Bert Jacobson’s name was recorded on the Courts of the Missing at the National Memorial Cemetery of the Pacific in Honolulu, along with other military personnel listed as missing from World War II. A rosette later was placed next to his name to indicate his remains were identified.
The identification process began in 2015 when the Defense POW/MIA Accounting Agency exhumed the remains of those unidentified Oklahoma crew members for additional analysis.
“It’s been a long, long process,” Brad McDonald said. “My mother, she kind of took up the torch for the whole family to figure out what’s going on. … I have stacks and stacks of documents of all the agencies she contacted.”
Brad McDonald and several relatives met with experts a couple of times through the years and donated DNA samples to help with the investigation.
In 2018, he was told, “We’re going to do our best, but chances are we aren’t going to be able to identify them [the remains] in your time and maybe into your children’s time.”
“Less than a year later, I got a phone call saying, ‘We got ’em,’ " Brad McDonald remembered. “I was just blown away.

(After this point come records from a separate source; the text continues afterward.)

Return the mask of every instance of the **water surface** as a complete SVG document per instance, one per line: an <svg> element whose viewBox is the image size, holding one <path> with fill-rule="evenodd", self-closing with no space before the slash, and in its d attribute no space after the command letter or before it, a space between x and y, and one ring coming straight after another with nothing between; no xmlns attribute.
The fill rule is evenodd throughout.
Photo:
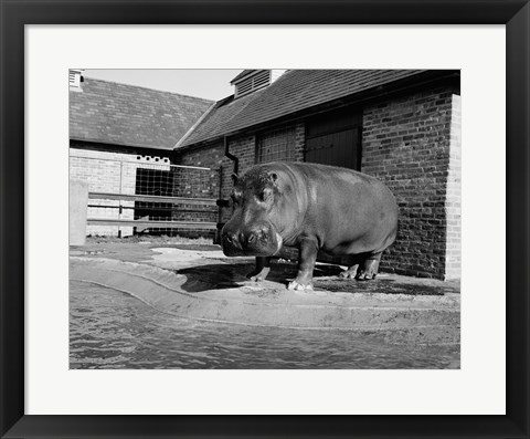
<svg viewBox="0 0 530 439"><path fill-rule="evenodd" d="M340 330L179 318L127 294L72 281L71 368L458 368L459 346L410 346Z"/></svg>

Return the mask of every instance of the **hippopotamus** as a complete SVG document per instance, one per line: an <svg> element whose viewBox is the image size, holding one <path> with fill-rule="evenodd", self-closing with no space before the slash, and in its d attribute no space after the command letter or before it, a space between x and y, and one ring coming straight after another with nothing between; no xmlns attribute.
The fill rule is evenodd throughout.
<svg viewBox="0 0 530 439"><path fill-rule="evenodd" d="M289 290L312 289L318 251L351 257L341 278L375 278L381 253L398 230L395 198L380 180L348 168L285 161L255 165L232 177L233 213L221 244L227 257L256 257L251 280L267 276L271 257L284 245L299 249Z"/></svg>

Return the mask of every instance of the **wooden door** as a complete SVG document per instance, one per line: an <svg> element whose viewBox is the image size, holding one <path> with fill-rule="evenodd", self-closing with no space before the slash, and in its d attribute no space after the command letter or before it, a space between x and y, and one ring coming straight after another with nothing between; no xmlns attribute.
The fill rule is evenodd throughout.
<svg viewBox="0 0 530 439"><path fill-rule="evenodd" d="M309 121L306 161L358 169L361 167L360 113L330 113Z"/></svg>

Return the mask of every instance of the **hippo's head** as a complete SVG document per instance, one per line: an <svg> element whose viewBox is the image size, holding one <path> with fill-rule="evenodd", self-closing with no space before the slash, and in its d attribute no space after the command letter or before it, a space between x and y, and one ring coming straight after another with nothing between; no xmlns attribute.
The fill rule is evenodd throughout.
<svg viewBox="0 0 530 439"><path fill-rule="evenodd" d="M227 257L273 255L282 248L278 231L280 203L277 175L266 167L255 167L234 178L233 215L221 231L223 252Z"/></svg>

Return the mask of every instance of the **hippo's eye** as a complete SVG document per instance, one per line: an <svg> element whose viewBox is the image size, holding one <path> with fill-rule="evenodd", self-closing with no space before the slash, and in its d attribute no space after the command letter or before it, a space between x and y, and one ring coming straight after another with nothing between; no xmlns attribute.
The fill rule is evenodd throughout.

I really was. We are just extremely grateful to the Navy and all the agencies working on this. … They did this painstaking process, and it was really amazing.”
He has a half-inch-thick booklet containing the massive amount of technology and analysis used to identify his uncle and others.
Of the 429 crewmen killed, the remains of 22 are unidentified, likely because DNA samples from relatives weren’t available, Brad McDonald said. He and other family members traveling from Wisconsin for the burial simply feel fortunate to have their closure.
“It’s a solemn occasion, but there’s a sense of joy involved because we’ve been waiting a long time for this,” he said. “For me, it’s nothing short of a miracle that they can identify someone who died 81 years ago.”